Aşırı sıcağa bağlı sıvı kaybının etkisi nasıl giderilir?

Sıcak elbette terleyerek dengelenmeye çalışılır, ama terlemek sadece su kaybı değildir, ister istemez elektrolit kaybını da beraberinde getirir. Biz günlük konuşmada her ne kadar “tuz kaybı” olarak adlandırsak da, eser element olarak kabul edilenler de dahil tuz dengesi bozulur. Hele hele seyahat vb. nedenlerle “su içmeyeyim” gibi bir düşünce varsa, sodyum kaybı belleği etkiler hale bile gelebilir. Kaybedilen toplam tuzun bizim sofra tuzu olarak adlandırdığımız sodyum klorürle yerine konması mümkün olmaz. Kaya ya da deniz tuzu alınması gerekir, bir diğer seçenek de maden suyu içmek ya da ayran, cacık gibi içecekleri doğrudan maden suyuyla hazırlamaktır. Aynı şey taze meyve suyu gibi içecekler için de söz konusudur, tuzun vücuda geçişi şeker varlığında kolaylaşmaktadır.

Özellikle serinlemeyi sağlayacak bir beslenme biçimi var mıdır?

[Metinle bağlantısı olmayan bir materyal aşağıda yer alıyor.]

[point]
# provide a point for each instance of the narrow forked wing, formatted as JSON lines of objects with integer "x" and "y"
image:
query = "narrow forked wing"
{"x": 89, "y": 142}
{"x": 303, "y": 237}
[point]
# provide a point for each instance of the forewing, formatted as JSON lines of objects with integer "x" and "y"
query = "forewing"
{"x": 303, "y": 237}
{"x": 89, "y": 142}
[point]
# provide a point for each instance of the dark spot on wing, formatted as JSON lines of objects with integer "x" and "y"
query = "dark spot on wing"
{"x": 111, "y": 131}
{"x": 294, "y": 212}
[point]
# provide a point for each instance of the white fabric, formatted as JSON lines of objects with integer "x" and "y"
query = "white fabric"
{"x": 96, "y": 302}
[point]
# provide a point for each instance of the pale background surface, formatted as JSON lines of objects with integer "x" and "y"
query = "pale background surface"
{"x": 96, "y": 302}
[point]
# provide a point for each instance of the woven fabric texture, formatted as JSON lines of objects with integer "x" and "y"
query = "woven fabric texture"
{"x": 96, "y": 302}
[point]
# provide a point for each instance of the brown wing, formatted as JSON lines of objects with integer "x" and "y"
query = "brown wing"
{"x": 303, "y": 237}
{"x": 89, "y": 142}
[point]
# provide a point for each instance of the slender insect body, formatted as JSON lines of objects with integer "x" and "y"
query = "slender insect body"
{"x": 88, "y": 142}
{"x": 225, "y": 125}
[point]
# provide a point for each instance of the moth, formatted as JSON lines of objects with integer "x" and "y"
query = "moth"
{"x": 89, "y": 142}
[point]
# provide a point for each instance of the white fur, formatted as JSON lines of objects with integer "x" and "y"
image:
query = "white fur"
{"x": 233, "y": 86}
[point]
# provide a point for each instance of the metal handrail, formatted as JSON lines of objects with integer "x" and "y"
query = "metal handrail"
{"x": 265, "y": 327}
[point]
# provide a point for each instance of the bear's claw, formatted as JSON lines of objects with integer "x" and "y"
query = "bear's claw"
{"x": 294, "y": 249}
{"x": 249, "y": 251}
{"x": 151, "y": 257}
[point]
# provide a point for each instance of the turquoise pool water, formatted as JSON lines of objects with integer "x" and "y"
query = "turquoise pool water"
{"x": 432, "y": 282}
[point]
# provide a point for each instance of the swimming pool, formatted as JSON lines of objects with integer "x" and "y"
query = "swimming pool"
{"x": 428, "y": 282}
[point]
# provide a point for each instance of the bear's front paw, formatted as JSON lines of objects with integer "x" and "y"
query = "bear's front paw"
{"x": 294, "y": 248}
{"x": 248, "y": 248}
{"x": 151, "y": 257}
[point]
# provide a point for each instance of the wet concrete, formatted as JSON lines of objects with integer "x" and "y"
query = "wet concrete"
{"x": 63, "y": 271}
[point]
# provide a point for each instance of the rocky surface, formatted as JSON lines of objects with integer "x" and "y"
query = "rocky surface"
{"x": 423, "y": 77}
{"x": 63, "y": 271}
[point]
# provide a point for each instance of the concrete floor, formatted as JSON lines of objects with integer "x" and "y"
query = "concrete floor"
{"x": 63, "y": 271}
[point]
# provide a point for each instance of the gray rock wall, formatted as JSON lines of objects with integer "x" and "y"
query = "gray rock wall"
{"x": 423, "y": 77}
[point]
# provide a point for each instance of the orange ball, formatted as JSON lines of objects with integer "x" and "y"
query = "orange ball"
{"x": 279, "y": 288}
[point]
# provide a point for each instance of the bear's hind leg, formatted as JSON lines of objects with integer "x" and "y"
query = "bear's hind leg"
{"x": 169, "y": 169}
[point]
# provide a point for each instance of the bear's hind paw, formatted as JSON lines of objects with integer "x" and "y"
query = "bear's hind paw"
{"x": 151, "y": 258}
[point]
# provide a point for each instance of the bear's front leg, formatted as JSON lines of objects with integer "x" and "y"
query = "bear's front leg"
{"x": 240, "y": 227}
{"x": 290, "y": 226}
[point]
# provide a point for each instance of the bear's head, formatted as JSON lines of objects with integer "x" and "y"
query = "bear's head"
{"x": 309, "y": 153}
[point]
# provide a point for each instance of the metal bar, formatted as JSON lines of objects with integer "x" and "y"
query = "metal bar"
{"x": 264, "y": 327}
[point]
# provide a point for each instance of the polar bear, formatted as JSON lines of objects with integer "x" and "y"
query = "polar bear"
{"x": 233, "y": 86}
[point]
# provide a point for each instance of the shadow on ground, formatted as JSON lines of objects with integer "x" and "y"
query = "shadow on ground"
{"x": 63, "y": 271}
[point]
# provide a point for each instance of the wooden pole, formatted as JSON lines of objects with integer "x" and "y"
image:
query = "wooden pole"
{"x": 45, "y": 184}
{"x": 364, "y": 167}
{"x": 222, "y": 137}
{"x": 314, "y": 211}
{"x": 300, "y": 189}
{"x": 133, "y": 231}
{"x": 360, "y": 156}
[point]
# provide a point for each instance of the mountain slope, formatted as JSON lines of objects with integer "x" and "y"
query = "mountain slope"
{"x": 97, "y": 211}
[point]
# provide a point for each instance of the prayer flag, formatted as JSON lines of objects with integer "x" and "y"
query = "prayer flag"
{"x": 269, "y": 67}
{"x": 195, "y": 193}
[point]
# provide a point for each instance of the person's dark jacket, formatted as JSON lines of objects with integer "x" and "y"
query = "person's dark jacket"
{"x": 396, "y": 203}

Taze nane yapraklarıyla zenginleştirilmiş limonata, evde hazırlanmış gerçek soğuk çay gibi seçenekler metabolizmanın yükünü alır. Bunun nedeni içeceğin soğuk olması değil, biyolojik bileşimidir. Ancak aynı şey hafif bile olsa, alkollü içecekler için geçerli değildir, özellikle günün sıcak saatlerinde serinlemek amacıyla alkollü içecek tüketilmemelidir. Alkol idrarla sıvı kaybını alındığı miktardan daha fazla artırır, damarların genişlemesi nedeniyle ciltten olan kayıp da ister istemez buna eklenir.